It was recently announced that the Scottish Health Secretary Alex Neil requested a suspension of the use of mesh implants by the NHS in Scotland. He has asked that there be safety investigations into the vaginal mesh and was “deeply troubled” by what had been presented thus far.
The Scottish government is turning over adverse event reports to the Medicines and Healthcare Products Regulatory Agency (MHRA) which is responsible for decisions regarding the mesh implants in the UK. It has been reported that approximately 1,850 women have the procedure in Scotland every year. This is in stark contrast to the United States where in 2010, 300,000 women received vaginal mesh implants.

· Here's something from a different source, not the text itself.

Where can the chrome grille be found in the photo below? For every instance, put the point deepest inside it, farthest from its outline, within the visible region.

While the FDA on April 29, 2014 announced that it was reclassifying mesh products used for pelvic organ prolapse as high risk, the Scottish government is suspending the use of mesh for both pelvic organ prolapse and stress urinary incontinence.

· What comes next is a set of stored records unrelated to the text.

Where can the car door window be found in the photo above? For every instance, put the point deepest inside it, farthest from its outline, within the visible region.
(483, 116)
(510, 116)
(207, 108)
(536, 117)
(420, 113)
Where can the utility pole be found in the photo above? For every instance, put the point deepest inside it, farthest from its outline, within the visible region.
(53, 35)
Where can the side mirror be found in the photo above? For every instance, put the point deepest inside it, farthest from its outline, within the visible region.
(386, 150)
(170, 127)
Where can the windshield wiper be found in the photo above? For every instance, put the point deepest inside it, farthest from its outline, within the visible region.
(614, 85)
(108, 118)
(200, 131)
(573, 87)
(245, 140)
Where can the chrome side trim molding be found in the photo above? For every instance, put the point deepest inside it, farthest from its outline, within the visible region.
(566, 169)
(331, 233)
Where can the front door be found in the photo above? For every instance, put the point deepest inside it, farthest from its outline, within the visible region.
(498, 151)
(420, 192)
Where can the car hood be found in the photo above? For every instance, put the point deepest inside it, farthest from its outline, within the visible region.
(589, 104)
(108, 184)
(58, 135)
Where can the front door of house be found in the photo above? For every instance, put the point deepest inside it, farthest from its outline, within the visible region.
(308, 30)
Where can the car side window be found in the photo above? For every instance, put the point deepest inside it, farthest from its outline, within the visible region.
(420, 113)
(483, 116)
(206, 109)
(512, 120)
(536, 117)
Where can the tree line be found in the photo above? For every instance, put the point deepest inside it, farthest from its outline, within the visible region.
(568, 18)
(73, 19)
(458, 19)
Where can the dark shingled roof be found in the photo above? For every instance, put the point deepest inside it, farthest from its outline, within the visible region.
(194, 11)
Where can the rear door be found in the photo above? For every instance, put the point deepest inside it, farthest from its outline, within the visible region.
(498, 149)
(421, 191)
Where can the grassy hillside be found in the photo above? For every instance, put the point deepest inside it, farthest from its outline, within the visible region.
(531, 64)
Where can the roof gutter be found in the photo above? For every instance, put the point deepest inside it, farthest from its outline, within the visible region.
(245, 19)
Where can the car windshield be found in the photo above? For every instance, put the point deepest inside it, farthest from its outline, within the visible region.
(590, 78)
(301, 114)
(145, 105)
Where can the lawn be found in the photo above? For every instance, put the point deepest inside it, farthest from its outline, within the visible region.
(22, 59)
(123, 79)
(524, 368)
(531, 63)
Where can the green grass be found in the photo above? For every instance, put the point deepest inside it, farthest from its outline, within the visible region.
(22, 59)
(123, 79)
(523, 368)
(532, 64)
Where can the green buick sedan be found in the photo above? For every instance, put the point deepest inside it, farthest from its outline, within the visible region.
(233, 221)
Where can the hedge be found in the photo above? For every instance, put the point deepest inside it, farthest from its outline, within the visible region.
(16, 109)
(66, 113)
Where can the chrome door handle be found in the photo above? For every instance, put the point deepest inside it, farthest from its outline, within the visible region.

At a committee hearing before Scottish Parliament, Mr. Neil stated “I’ve personally met with women who’ve been adversely affected, and I was deeply troubled to hear how women affected have suffered, and they have my full sympathy and support and we’ll certainly do everything we can to improve the situation. No one should have to experience the level of suffering that some of these women have had.”
This sentiment echoes what women all over the world have experienced as a result of the vaginal mesh. The complications with the vaginal mesh can have life-changing consequences, including the ability to engage in intercourse, pelvic pain, significant infections and inability to have the products removed.
In 2012, the MHRA conducted and independent analysis of the safety and effectiveness of the vaginal mesh products and found that while a small number of women experienced problems, the products were still effective. Mr. Neil has criticized the MHRA’s research calling it “completely flawed.”
While the FDA and Scottish Health Department are now recognizing the problems associated with vaginal mesh products, it is too little too late for many women. Problems were first reported in 2011 and it has taken more than 3 years for the products to be reclassified or suspended.